Recent advances in organ transplantation also have an impact on pulmonary illnesses. Organ transplants can now aid people with otherwise fatal illnesses, such as terminal CF, severe pulmonary hypertension, or severe congenital lung disorders. Transplantation makes up a significant part of the clinical activities of the pulmonary division.
Physicians in the pediatric pulmonary division also rely on bronchoscopy to help detect abnormalities in the lungs and airways of infants and children. Flexible fiberoptic bronchoscopy is a relatively non-invasive diagnostic or therapeutic procedure that has provided a quick, safe, and reliable alternative to more invasive and costly procedures.

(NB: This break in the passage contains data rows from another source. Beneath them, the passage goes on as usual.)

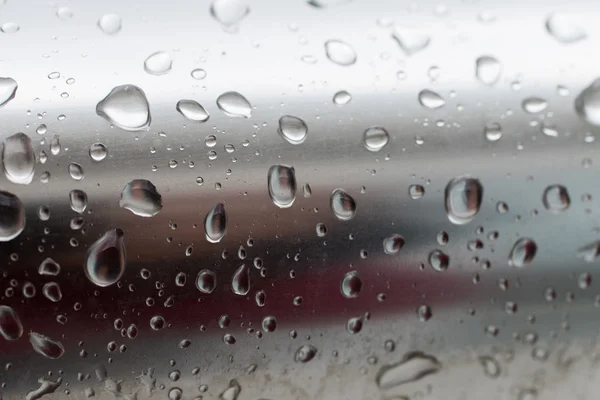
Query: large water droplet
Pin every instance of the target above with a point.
(463, 199)
(206, 281)
(12, 216)
(411, 40)
(106, 259)
(281, 183)
(292, 129)
(522, 252)
(141, 198)
(46, 346)
(233, 104)
(158, 63)
(10, 324)
(430, 99)
(8, 89)
(18, 159)
(414, 366)
(215, 223)
(240, 282)
(127, 107)
(340, 52)
(375, 138)
(192, 110)
(564, 28)
(342, 205)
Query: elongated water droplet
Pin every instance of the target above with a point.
(240, 282)
(18, 159)
(292, 129)
(414, 366)
(215, 223)
(158, 63)
(522, 253)
(45, 346)
(206, 281)
(10, 324)
(411, 40)
(281, 182)
(12, 216)
(342, 205)
(8, 90)
(463, 199)
(141, 198)
(430, 99)
(106, 259)
(564, 28)
(192, 110)
(487, 70)
(375, 138)
(340, 52)
(233, 104)
(127, 107)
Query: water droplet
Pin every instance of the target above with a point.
(534, 105)
(141, 198)
(564, 28)
(522, 252)
(305, 353)
(12, 216)
(342, 98)
(463, 199)
(292, 129)
(340, 52)
(556, 198)
(351, 285)
(281, 182)
(110, 24)
(393, 244)
(206, 281)
(8, 89)
(375, 138)
(240, 282)
(413, 366)
(46, 346)
(215, 223)
(18, 159)
(430, 99)
(342, 205)
(411, 40)
(233, 104)
(49, 267)
(487, 70)
(158, 63)
(192, 110)
(10, 324)
(106, 259)
(98, 152)
(127, 107)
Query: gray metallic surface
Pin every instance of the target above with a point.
(546, 348)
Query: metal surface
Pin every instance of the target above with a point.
(538, 323)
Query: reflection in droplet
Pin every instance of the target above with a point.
(342, 205)
(292, 129)
(141, 198)
(233, 104)
(192, 110)
(463, 199)
(281, 182)
(215, 223)
(522, 252)
(18, 159)
(106, 259)
(127, 107)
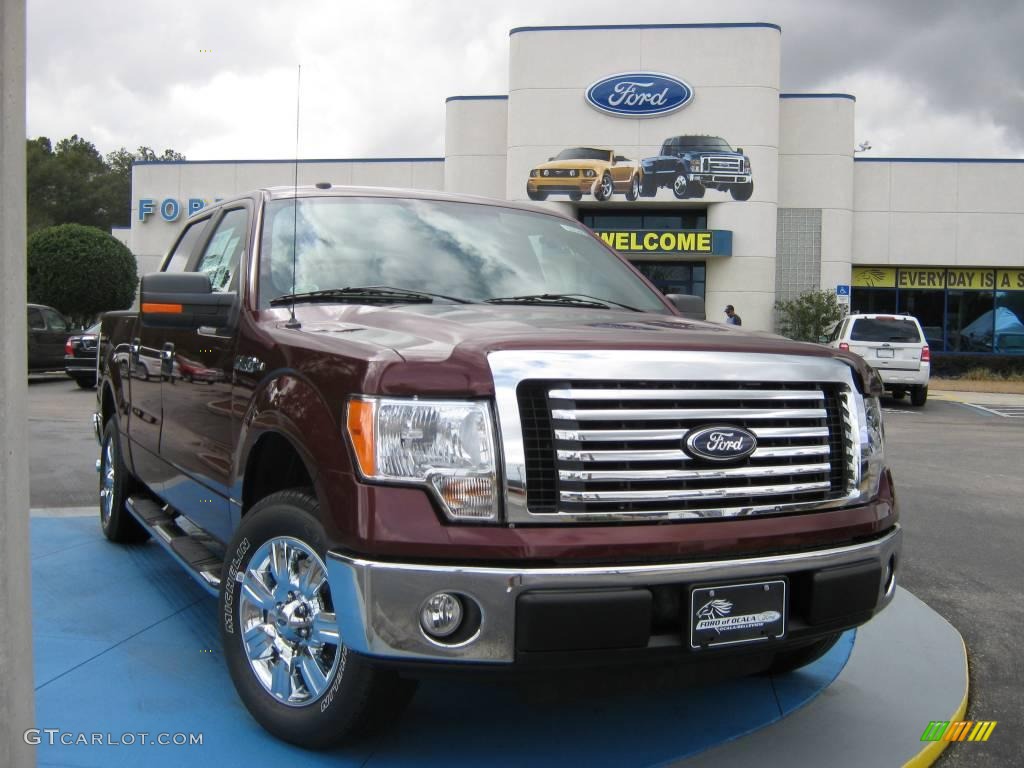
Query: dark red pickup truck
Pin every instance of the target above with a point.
(394, 431)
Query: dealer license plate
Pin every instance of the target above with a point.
(737, 613)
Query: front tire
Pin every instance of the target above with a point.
(284, 651)
(919, 395)
(680, 185)
(633, 193)
(115, 487)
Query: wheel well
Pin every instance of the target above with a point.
(273, 465)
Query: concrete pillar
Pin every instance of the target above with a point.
(16, 692)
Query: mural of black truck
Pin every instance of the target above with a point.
(688, 165)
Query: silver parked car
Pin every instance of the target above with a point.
(892, 344)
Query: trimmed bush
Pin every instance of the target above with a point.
(80, 270)
(809, 315)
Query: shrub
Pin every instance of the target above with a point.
(80, 270)
(809, 315)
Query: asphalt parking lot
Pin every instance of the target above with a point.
(960, 484)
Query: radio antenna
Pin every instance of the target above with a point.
(292, 322)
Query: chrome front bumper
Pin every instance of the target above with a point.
(378, 603)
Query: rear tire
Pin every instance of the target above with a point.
(293, 673)
(116, 485)
(790, 660)
(919, 395)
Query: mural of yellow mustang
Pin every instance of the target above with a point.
(585, 170)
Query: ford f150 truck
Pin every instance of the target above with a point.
(394, 431)
(688, 165)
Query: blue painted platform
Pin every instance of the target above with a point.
(125, 642)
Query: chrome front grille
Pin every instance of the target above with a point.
(600, 449)
(722, 165)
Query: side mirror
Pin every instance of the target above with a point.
(689, 306)
(184, 301)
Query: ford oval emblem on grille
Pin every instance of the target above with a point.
(639, 94)
(721, 443)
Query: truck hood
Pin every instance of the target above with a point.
(461, 336)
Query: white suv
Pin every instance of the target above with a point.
(892, 344)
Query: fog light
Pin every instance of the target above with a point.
(441, 614)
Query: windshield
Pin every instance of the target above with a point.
(462, 250)
(583, 153)
(705, 142)
(885, 329)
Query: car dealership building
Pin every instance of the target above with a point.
(676, 143)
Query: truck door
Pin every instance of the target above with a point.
(197, 440)
(146, 370)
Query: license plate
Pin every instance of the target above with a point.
(737, 613)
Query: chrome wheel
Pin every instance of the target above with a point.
(107, 477)
(288, 623)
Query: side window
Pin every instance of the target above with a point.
(36, 322)
(220, 259)
(185, 246)
(53, 321)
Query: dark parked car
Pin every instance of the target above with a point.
(691, 164)
(80, 357)
(512, 455)
(47, 334)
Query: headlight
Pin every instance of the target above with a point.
(448, 445)
(871, 437)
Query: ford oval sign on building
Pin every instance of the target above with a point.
(639, 94)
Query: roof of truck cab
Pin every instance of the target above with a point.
(343, 190)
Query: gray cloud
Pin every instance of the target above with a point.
(375, 76)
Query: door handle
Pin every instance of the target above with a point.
(167, 359)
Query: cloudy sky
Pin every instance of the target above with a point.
(216, 80)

Another area of increasing importance is the treatment of asthma. Many people see asthma as an episodic disease, to be attended to only when it results in an asthma attack or crisis. But increasingly, studies show that asthma is a chronic inflammatory lung disease and that managing asthma via a daily self-treatment program can prevent it from developing into a life-threatening crisis. "In a disease like asthma, people who manage their disease well can win Olympic medals. People who manage their disease poorly can end up in a medical catastrophe," says Dr. Mellins.
To help promote proper management of asthma in children, P&S researchers developed the Open Airways health education programs for children with asthma. The American Lung Association now distributes the program to schools nationwide.
The new center also will be home to research and treatment facilities for cystic fibrosis, continuing the historical role P&S has played at the forefront of CF research. For instance, clinical trials begin this fall on the use of meropenem, an antibiotic that treats the pulmonary exacerbations of CF. Researchers also are set to test the efficacy of Pulmozyme, an FDA-approved drug for older patients and young adults, in young children.
Laboratory science in the center is especially concerned with the development of airway branching and of blood vessels in the lungs. This research may someday lead to a greater understanding of congenital malformations of the lung, alterations in lung growth that result from diseases early in life, and the complications of ventilation and oxygen therapy.